CN111768787A

CN111768787A - Multifunctional auxiliary audio-visual method and system

Info

Publication number: CN111768787A
Application number: CN202010592121.5A
Authority: CN
Inventors: 张龙杰; 孙涛; 王诚成; 邓博渊; 刘玄冰; 赵祖星; 刘厚君; 林衍; 刘子谦; 李浩杰
Original assignee: Naval Aeronautical University
Current assignee: Naval Aeronautical University
Priority date: 2020-06-24
Filing date: 2020-06-24
Publication date: 2020-10-13

Abstract

The invention discloses a multifunctional auxiliary audio-visual method, which comprises the following steps: acquiring first voice signals acquired by voice acquisition modules in at least three audio-visual acquisition systems, and acquiring video signals acquired by video acquisition modules of at least three audio-visual acquisition systems; acquiring a second voice signal acquired by a voice acquisition module in the audio-visual AR system; analyzing the first voice signal and the second voice signal, and comparing the high-frequency component ratio of the first voice signal with a preset threshold value to obtain an analysis result; processing the first voice signal and the second voice signal according to the analysis result to obtain a processing result; and controlling an AR display module in the audio-visual AR system to display the processing result. The voice signal acquired by the voice acquisition module is processed and the processing result is displayed through the sound source positioning and voice character conversion technology, so that the problem that a person with hearing impairment cannot hear dangerous warning of a blind area in the visual field or can not talk with people is solved.

Description

Multifunctional auxiliary audio-visual method and system

Technical Field

The invention relates to the field of augmented reality, in particular to a multifunctional auxiliary audio-visual method and a multifunctional auxiliary audio-visual system.

Background

People with hearing impairment often have a lot of difficulties and dangers in life, for example, people who talk with the hearing impairment or people who walk on the road where vehicles come and go have some troubles or dangers, and the life dilemma brought by the hearing impairment is a problem to be solved.

With the progress of science and technology, many high-tech products appear in our lives, and products for solving hearing-impaired people are also endless, for example, hearing aids which we often see now bring serious burden to ears if the hearing aids are worn for a long time, and the hearing aids often introduce some noisy noises, so that the hearing-impaired people cannot judge dangerous directions or hear the conversation of the other party clearly.
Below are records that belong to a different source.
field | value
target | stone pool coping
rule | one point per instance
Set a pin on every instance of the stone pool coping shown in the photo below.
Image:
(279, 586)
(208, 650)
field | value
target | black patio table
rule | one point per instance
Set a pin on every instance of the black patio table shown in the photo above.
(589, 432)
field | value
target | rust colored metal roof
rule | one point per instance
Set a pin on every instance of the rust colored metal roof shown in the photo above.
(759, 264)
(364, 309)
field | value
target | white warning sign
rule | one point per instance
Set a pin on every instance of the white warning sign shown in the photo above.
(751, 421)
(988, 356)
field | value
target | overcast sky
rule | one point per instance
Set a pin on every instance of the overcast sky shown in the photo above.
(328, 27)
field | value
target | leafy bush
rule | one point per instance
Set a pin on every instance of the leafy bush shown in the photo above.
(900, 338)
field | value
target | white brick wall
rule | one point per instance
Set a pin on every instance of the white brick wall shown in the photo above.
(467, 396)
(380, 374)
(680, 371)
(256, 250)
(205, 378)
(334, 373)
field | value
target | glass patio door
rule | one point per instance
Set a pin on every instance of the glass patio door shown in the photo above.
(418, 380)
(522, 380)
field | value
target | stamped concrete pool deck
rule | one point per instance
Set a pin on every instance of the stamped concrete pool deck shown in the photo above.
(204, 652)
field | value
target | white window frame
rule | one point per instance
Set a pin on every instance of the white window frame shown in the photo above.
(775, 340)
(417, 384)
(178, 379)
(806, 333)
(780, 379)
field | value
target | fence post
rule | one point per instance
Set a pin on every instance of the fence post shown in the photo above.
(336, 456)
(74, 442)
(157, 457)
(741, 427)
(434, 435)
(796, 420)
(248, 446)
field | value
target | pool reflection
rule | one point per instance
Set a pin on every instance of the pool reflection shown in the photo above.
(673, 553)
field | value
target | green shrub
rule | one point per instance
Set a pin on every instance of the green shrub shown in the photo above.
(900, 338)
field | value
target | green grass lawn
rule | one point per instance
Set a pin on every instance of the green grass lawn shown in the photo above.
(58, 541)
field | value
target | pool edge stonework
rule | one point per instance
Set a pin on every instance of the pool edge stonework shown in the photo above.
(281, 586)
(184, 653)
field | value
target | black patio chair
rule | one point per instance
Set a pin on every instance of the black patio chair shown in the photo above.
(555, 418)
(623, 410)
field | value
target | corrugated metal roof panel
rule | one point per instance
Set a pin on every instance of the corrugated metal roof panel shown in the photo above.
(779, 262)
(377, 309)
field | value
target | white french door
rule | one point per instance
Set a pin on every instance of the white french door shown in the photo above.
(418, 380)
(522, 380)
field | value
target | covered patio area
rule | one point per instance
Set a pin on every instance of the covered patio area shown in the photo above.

The problem that an intelligent multifunctional auxiliary audio-visual system is needed to be solved urgently is provided.

Disclosure of Invention

The invention aims to provide a multifunctional auxiliary audio-visual method and a multifunctional auxiliary audio-visual system, which solve the problem that people with hearing impairment cannot judge dangerous directions or hear the conversation of the other party clearly at present.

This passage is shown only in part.